Last week, we celebrated The International Day of the Girl Child amidst inspiring videos, commentaries and news feeds all over social media.

Myriad tales of difficulties in access to education, reproductive and sexual health services; gender based violence amongst other indignities suffered by girls and women. There were also reports of huge strides made in tackling these ills by organisations and individuals who are committed to making an impact by advocacy and programmes which increase confidence and access to education and health services previously denied girls and women. It was uplifting and motivational to hear all these and feel like a vital part of this wheel of progress.

With all the excitement associated with #TheDayoftheGirl, my 8 year old son engaged me on why it was a big deal. He couldn’t understand why there was an emphasis on letting girls do what as far as he was concerned was well within their rights. I explained that in many parts of the world, even in parts of our own country Nigeria girls were regarded as less than boys; with less rights to education, individual autonomy (not in those exact words!), health and economic services, and even rights to equal inheritance. He categorically stated “I see no reason why my sister or any girl shouldn’t have the same rights as I do. She (his sister) is even better than me in some things!”.

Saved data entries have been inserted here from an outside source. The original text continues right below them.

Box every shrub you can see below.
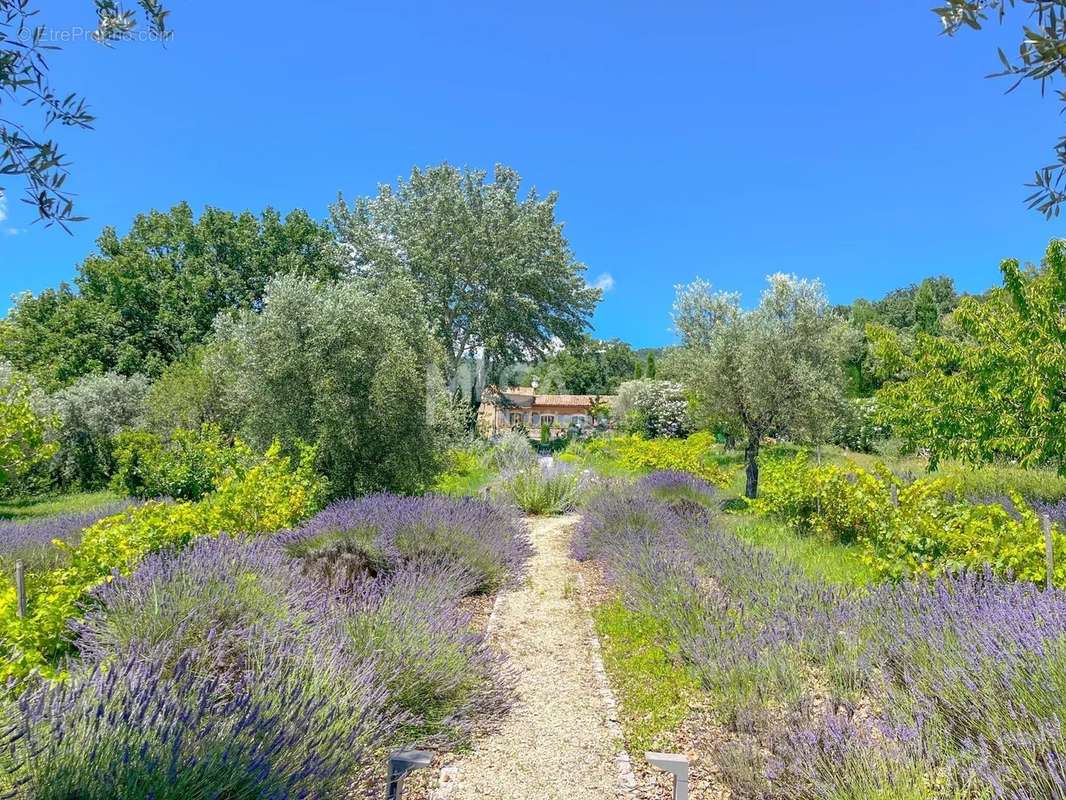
[0,368,56,494]
[0,501,134,581]
[75,532,512,754]
[280,493,530,594]
[944,462,1066,504]
[636,470,721,514]
[757,453,1066,586]
[581,480,1066,797]
[0,442,325,683]
[1035,499,1066,528]
[110,424,255,500]
[492,430,537,473]
[432,443,491,496]
[830,397,888,453]
[867,479,1058,584]
[571,485,684,562]
[757,453,893,544]
[144,344,243,435]
[612,379,691,438]
[41,372,148,490]
[497,462,584,515]
[73,535,319,681]
[0,640,393,799]
[612,432,731,486]
[339,562,511,744]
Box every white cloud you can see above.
[4,227,23,237]
[592,272,615,293]
[0,192,7,224]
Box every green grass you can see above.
[724,515,875,586]
[432,466,496,497]
[593,598,700,752]
[798,444,1066,502]
[0,491,124,522]
[557,450,645,479]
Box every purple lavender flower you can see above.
[636,470,721,514]
[1,639,395,799]
[0,501,134,580]
[1035,498,1066,528]
[579,478,1066,797]
[77,515,520,754]
[279,493,531,593]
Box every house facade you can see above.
[476,386,614,439]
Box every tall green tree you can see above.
[214,274,456,496]
[913,278,942,335]
[875,238,1066,472]
[843,276,958,396]
[673,274,850,498]
[935,1,1066,216]
[329,163,601,387]
[0,203,334,387]
[1,1,169,227]
[531,337,638,395]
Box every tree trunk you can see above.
[725,433,736,451]
[745,436,760,499]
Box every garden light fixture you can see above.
[385,748,432,800]
[646,751,689,800]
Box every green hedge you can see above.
[0,442,325,684]
[758,453,1065,586]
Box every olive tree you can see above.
[673,274,850,498]
[935,1,1066,216]
[43,372,149,489]
[214,274,456,496]
[1,1,169,227]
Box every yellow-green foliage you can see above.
[431,447,491,496]
[575,432,732,486]
[758,453,1066,587]
[757,454,893,544]
[593,598,699,752]
[0,442,325,683]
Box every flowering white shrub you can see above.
[612,380,691,439]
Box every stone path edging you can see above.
[429,514,635,800]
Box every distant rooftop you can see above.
[483,386,614,408]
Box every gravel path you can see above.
[432,514,628,800]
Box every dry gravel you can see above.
[429,514,627,800]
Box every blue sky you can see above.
[0,0,1062,347]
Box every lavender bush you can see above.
[636,470,721,514]
[571,483,689,562]
[75,534,324,683]
[280,493,531,593]
[0,489,529,797]
[0,642,394,799]
[76,528,517,750]
[1035,498,1066,528]
[0,501,134,580]
[582,481,1066,799]
[339,561,513,744]
[491,430,537,473]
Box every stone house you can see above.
[476,386,613,439]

Oh! I was thrilled, I was glad. After all I’d succeeded in raising a male feminist who was righteously indignant that girls should have the same rights as boys. I congratulated myself! Great mother you are, way to go!

Fast forward yesterday evening and he says to me, “ Mum, I know I’m all for girls being able to do the same things boys can, but why isn’t anybody talking about what boys can do about it? It’s all about the girls!”. I answered, “Lots of people are getting boys into the conversation”. He responded, “Well, I haven’t heard them, Mummy. It makes me angry because we count too and can help make it work”.

I had to pause and reflect, and the words of Professor Babatunde Osotimehin of UNDP at the 2016 Women Deliver Conference in Copenhagen came to mind. He said at the opening ceremony, “In fighting for the rights and empowerment of our women and girls, we should remember to involve the boys and the men”.

It’s only smart that we don’t make the boys and men “angry”, in the words of an 8 year old boy, by excluding them from the discourse. They have to be seen and included as stakeholders in this struggle for improving the rights of our girls and women all over the world. They are after all a part of the lives of girls and women. They are after all brothers, fathers, sons and lovers.